# Data exploration
This notebook is used to navigate the different CSV file and understand how the data is structured and find whether entries in a column are unique or repeated. This is used to determine which fields can be used as primary keys and for which tables composite keys may be required. It is also used to determine the appropriate datatypes.

**NOTE**: while this code is useful to automatically extract information about the data, the head of the DataFrame are displayed to allow the user to visually check the data and make educated decisions. This is especially useful when it comes to date that this code does not yet handled automatically.

In [2]:
# Dependencies
import pandas as pd
from pathlib import Path
from pandas.api.types import is_string_dtype
from pandas.api.types import is_numeric_dtype

## Exploration function
The function below is used to analyse the data in the files. It looks at the length of the file (number of rows), the number of columns and whether each column can be used as a primary key by comparing the number of unique values to the number or rows in the file.
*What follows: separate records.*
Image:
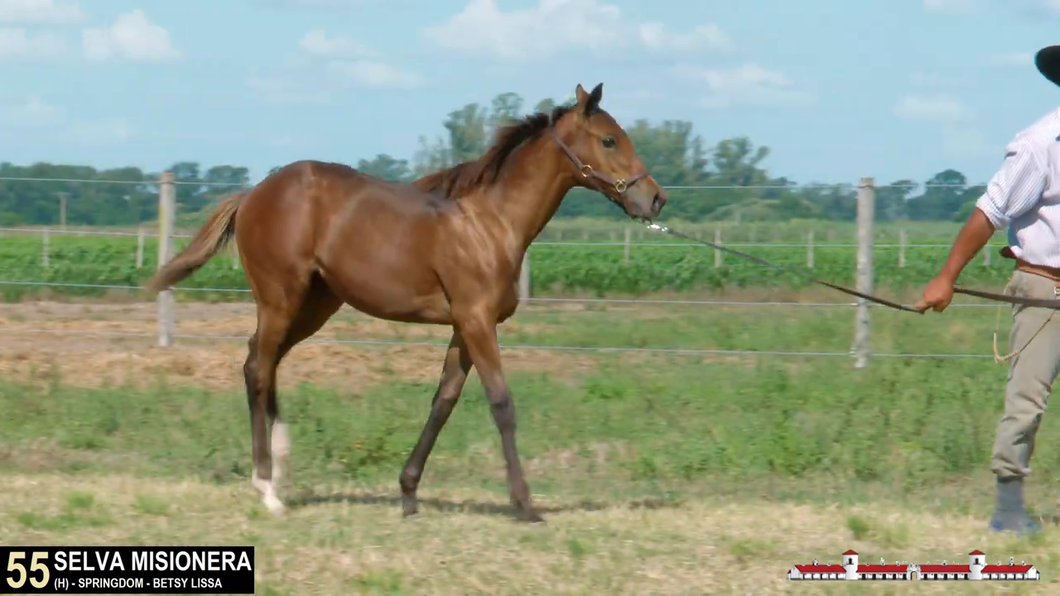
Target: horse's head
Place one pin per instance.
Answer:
(604, 158)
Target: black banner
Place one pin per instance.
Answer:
(126, 570)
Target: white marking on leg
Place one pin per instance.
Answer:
(268, 494)
(281, 450)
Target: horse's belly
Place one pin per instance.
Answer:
(392, 295)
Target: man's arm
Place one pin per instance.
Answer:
(972, 238)
(1013, 190)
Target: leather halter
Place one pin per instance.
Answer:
(620, 185)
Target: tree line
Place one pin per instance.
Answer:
(671, 150)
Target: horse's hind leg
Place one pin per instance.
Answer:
(281, 323)
(319, 305)
(454, 374)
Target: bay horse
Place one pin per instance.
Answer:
(445, 249)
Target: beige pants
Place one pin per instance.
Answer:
(1036, 342)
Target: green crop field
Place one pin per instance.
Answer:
(683, 465)
(658, 473)
(589, 260)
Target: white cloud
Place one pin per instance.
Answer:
(966, 141)
(40, 12)
(332, 4)
(99, 133)
(933, 108)
(371, 73)
(555, 25)
(1012, 58)
(133, 36)
(17, 45)
(950, 6)
(316, 42)
(654, 36)
(748, 84)
(324, 66)
(21, 112)
(29, 111)
(286, 89)
(1052, 6)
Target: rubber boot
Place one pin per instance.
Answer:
(1009, 512)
It also determine whether the values are numerical or strings. In case of strings, it looks at the maximum number of character to determine what the maximum VARCHAR length should be in the database.

The function return a DataFrame containing the CSV file data for further analysis.

In [6]:
def explore_data(filename):
    # Print file name
    print(f"File: {filename}")

    # Load the CSV file into a DataFrame
    csvfile = Path(f'{filename}')
    df = pd.read_csv(csvfile)

    # Size of file
    print(f"Length of file: {len(df)} rows")

    # Number of columns
    num_col = len(df.columns)
    print(f"Number of columns: {num_col}")

    for i in range(num_col):
        # Count the number of unique values in column i
        output_string = f"- Column {i}: '{df.columns[i]}' has {df[df.columns[i]].nunique()} unique values"
    
        # If the number of unique value in column i is the same as the number of rows...
        if df[df.columns[i]].nunique() == len(df):
            # ... then the column can be used as a primary key
            output_string += ', and can be used as primary key'
    
        # Check whether the data is numeric
        if is_numeric_dtype(df[df.columns[i]]):
            # The code will suggest to use INT for any numeric value. This must be checked by the user.
            output_string += '. Values are numeric. Suggest: INT'
        
        # Check whether the data are characters
        elif is_string_dtype(df[df.columns[i]]):

            max_length = df[df.columns[i]].map(lambda x: len(x)).max()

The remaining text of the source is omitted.